This was the first election day since Brynna was born that she did not accompany me into the voting booth. Since she's in public school now, and our schools are often polling places, school is out on election day. So, she spent last night with her NiNi so she could sleep in a bit. And I got up and went early with Maren in tow.
I don't really think she missed it, but I sure did.
Over the past couple of years, I have been talking to Brynna before and after voting about the importance of voting, how it works, why we do it, what we owe to the national discourse... And while she's not super-excited about these conversations, she does participate and seem a little interested.
We've had a different kind of conversation this year. It started in May, as we were gearing up for the primaries and we put out our first ever yard sign. It's been about campaigning.

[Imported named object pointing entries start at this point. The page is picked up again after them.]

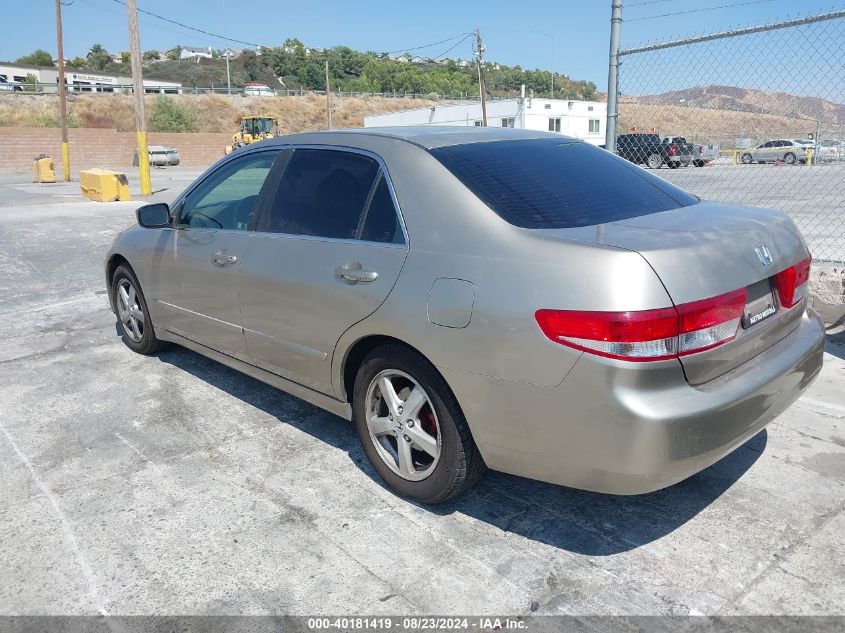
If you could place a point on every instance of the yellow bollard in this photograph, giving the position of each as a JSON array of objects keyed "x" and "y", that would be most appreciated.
[
  {"x": 103, "y": 185},
  {"x": 42, "y": 170}
]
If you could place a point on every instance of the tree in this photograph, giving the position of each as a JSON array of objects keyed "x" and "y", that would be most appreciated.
[
  {"x": 253, "y": 65},
  {"x": 169, "y": 116},
  {"x": 39, "y": 57},
  {"x": 98, "y": 57}
]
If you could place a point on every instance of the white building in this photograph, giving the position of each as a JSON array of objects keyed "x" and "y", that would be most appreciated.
[
  {"x": 81, "y": 80},
  {"x": 581, "y": 119},
  {"x": 192, "y": 52}
]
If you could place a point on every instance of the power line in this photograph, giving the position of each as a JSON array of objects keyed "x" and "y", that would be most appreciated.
[
  {"x": 642, "y": 4},
  {"x": 450, "y": 49},
  {"x": 416, "y": 48},
  {"x": 724, "y": 6},
  {"x": 191, "y": 28}
]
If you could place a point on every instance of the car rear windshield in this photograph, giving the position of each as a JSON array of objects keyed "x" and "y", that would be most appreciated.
[{"x": 543, "y": 183}]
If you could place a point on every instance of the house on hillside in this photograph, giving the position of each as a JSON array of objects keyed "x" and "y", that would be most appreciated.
[
  {"x": 581, "y": 119},
  {"x": 192, "y": 52}
]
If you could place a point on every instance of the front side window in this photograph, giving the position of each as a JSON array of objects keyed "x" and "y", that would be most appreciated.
[
  {"x": 227, "y": 198},
  {"x": 334, "y": 194}
]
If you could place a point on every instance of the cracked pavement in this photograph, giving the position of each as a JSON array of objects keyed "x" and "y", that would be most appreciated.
[{"x": 171, "y": 484}]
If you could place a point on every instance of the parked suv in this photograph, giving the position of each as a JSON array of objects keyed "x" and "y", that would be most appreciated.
[{"x": 650, "y": 150}]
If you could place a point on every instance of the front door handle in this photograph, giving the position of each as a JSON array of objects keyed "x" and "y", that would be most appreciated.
[
  {"x": 223, "y": 259},
  {"x": 353, "y": 273}
]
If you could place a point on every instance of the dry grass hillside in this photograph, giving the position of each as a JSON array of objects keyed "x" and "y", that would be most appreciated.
[
  {"x": 709, "y": 125},
  {"x": 829, "y": 113},
  {"x": 211, "y": 113}
]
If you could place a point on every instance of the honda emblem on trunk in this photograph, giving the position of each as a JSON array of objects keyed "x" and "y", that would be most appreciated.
[{"x": 763, "y": 253}]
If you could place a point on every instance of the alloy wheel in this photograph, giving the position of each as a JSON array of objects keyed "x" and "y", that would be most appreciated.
[
  {"x": 129, "y": 310},
  {"x": 403, "y": 425}
]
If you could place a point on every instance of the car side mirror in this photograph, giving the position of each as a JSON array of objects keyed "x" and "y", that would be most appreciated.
[{"x": 153, "y": 216}]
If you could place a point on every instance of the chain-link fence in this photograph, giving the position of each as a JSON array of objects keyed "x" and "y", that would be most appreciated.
[{"x": 757, "y": 113}]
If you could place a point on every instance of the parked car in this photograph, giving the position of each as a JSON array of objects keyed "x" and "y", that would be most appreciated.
[
  {"x": 650, "y": 150},
  {"x": 704, "y": 154},
  {"x": 7, "y": 86},
  {"x": 482, "y": 297},
  {"x": 786, "y": 150},
  {"x": 828, "y": 150}
]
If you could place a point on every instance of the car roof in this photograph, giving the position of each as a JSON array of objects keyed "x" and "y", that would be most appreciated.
[{"x": 426, "y": 136}]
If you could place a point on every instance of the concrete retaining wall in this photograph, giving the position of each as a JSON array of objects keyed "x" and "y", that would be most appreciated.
[{"x": 106, "y": 148}]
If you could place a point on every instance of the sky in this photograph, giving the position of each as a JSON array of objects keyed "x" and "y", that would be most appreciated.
[{"x": 577, "y": 30}]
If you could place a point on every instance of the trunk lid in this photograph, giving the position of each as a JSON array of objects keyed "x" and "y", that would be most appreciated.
[{"x": 709, "y": 249}]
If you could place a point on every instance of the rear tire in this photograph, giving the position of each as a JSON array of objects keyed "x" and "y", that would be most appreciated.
[
  {"x": 133, "y": 316},
  {"x": 441, "y": 459}
]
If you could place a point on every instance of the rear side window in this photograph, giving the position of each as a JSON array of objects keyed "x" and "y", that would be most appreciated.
[
  {"x": 543, "y": 183},
  {"x": 334, "y": 194}
]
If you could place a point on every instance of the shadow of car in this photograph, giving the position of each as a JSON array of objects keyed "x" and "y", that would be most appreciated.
[{"x": 574, "y": 520}]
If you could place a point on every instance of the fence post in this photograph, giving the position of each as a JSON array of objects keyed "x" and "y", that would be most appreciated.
[{"x": 613, "y": 77}]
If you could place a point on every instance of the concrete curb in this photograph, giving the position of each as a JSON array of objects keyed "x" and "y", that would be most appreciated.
[{"x": 827, "y": 291}]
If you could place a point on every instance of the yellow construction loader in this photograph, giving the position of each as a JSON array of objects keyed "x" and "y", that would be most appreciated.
[{"x": 252, "y": 130}]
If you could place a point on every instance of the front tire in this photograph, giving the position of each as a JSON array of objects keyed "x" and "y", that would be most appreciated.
[
  {"x": 133, "y": 316},
  {"x": 412, "y": 428}
]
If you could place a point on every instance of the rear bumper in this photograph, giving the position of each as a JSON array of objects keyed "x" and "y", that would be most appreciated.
[{"x": 632, "y": 428}]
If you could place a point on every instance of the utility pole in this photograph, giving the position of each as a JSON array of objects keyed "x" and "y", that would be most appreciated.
[
  {"x": 62, "y": 100},
  {"x": 613, "y": 78},
  {"x": 138, "y": 90},
  {"x": 552, "y": 38},
  {"x": 328, "y": 97},
  {"x": 227, "y": 53},
  {"x": 479, "y": 52}
]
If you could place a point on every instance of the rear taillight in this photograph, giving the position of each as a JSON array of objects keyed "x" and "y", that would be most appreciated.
[
  {"x": 792, "y": 283},
  {"x": 647, "y": 335},
  {"x": 708, "y": 323}
]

Kentucky has had a rather nasty year, especially in the Senatorial race. And we've had to talk about negative campaigning, direct mail, road signs, radio and TV commercials and what kind of person you want representing you, and, quite unfortunately, what you do when you can't honestly support either candidate.
And Maren didn't seem to want to talk about any of that. She was quite interested in the curtain and the little twirly bit on the voting machine.
But it really got me thinking about why I take my kids to the polls. I never went when I was a kid, so it's not something that was ingrained in me. My mom and my grandparents would all vote, but they would go at different times so that no one had to take me.
I take my kids to vote with me because I want them to understand something that I feel very strongly about: rights versus responsibility. People in this nation (and perhaps others) regard voting as a right. A privilege. It's not that they don't understand the importance, it's that they see it the same as the right to free speech. "I can say crazy things, but I don't have to." Most Americans, contrary to popular belief, see voting as incredibly important and will defend the "right" of every American to vote.
I don't see it that way. I see it as a responsibility. We, supposedly, have a government for the people, of the people, by the people. That means that it's our job to get involved. Frankly, voting is the smallest possible piece of that puzzle. It's our responsibility to get involved with our representatives, write letters, send emails, make phone calls, take surveys. The voting is just the beginning.
Tonight, we were watching some of the reporting and someone said something about 18-29 year olds still supporting the President and someone else quipped, "Yeah, but they don't vote." And I don't care which side of the aisle you are sitting on, that's not okay. It's not okay that there is an entire generation who believes that voting is just a right they don't have to exercise. And it's not okay that the older generations see that generation as just okay to discount completely.
That's why I talk to Brynna about political commercials and that's why I take the kids to vote every year. I hope that I can manage to raise kids who are politically aware and involved, but not obnoxious. That's the goal.